The first virus was one called the Creeper. It was detected on ARPANET, the predecessor of the Internet back in the early 70’s. It spread via the TENEX operating system, using the modem connection to call out to other computers and infect them. Then it would display a message: "I'M THE CREEPER: CATCH ME IF YOU CAN" A program was created to fight the Creeper. It was called the Reaper. It is rumored it was developed by the same person who created the virus itself.

The first virus to infect a computer outside a network, or the place it was created, was the Elk Cloner. It was developed in 1982 by Rich Skrenta, a 15-year old high school student.
During a winter break from Mt Lebanon High School in Pennsylvania,US, he figured out how to send messages automatically on his Apple II machine. The first boot sector virus was created by him, infecting high school friends’ and local computer clubs’ machines. The infected machines would display a little poem on every 50th boot, but otherwise were caused no harm. The poem goes like:

Elk Cloner: The program with a personality
It will get on all your disks
It will infiltrate your chips
Yes it's Cloner!
It will stick to you like glue
It will modify RAM too
Send in the Cloner!

The first virus for PC was one called “Brain”. It was developed by two brothers Amjad Farooq and Basit Alvi in Lahore, Pakistan, back in 1986. It was a boot sector virus and they used it to deter pirated software that they created. Later analysts claimed that the Ashar virus preceded the Brain, but it was based on a code within it.

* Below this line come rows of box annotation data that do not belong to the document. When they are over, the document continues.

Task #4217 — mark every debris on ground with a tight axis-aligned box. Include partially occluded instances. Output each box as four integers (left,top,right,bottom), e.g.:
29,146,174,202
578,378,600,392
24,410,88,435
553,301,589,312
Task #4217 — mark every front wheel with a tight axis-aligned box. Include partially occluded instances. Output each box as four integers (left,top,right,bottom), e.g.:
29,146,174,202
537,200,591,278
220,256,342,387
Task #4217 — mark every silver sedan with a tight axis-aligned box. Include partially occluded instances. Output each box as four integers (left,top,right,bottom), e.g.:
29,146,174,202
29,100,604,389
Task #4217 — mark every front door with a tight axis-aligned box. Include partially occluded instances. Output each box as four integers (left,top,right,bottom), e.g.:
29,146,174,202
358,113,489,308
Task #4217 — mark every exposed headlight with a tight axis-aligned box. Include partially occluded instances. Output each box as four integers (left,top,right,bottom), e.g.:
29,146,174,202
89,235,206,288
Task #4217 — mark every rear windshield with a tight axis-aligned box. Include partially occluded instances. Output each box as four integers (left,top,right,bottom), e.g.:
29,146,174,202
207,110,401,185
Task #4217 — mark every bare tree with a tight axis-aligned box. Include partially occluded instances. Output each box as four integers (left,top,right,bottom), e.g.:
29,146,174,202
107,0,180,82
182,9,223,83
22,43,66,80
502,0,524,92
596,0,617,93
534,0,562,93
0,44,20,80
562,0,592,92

Before the computer networks were popular, viruses spread through removable storage devices, most commonly floppies. The traditional computer viruses appeared in the 80’s. With the increasingly popular use of the modem and the BBS, they were infecting commonly traded programs, shareware, even illicitly traded retail software. In the mid 90’s macro viruses became more common. They spread through Microsoft Office by infecting spreadsheets and documents. They also infected Macintosh computers, since Excel and Word were available for Mac OS as well.

The newest generation of viruses are called cross-site scripting viruses. They were academically demonstrated in 2005. They use cross-site scripting vulnerability (usually web applications, that allow code injection into the webpages) to spread. Even large sites were affected, like MySpace and Yahoo.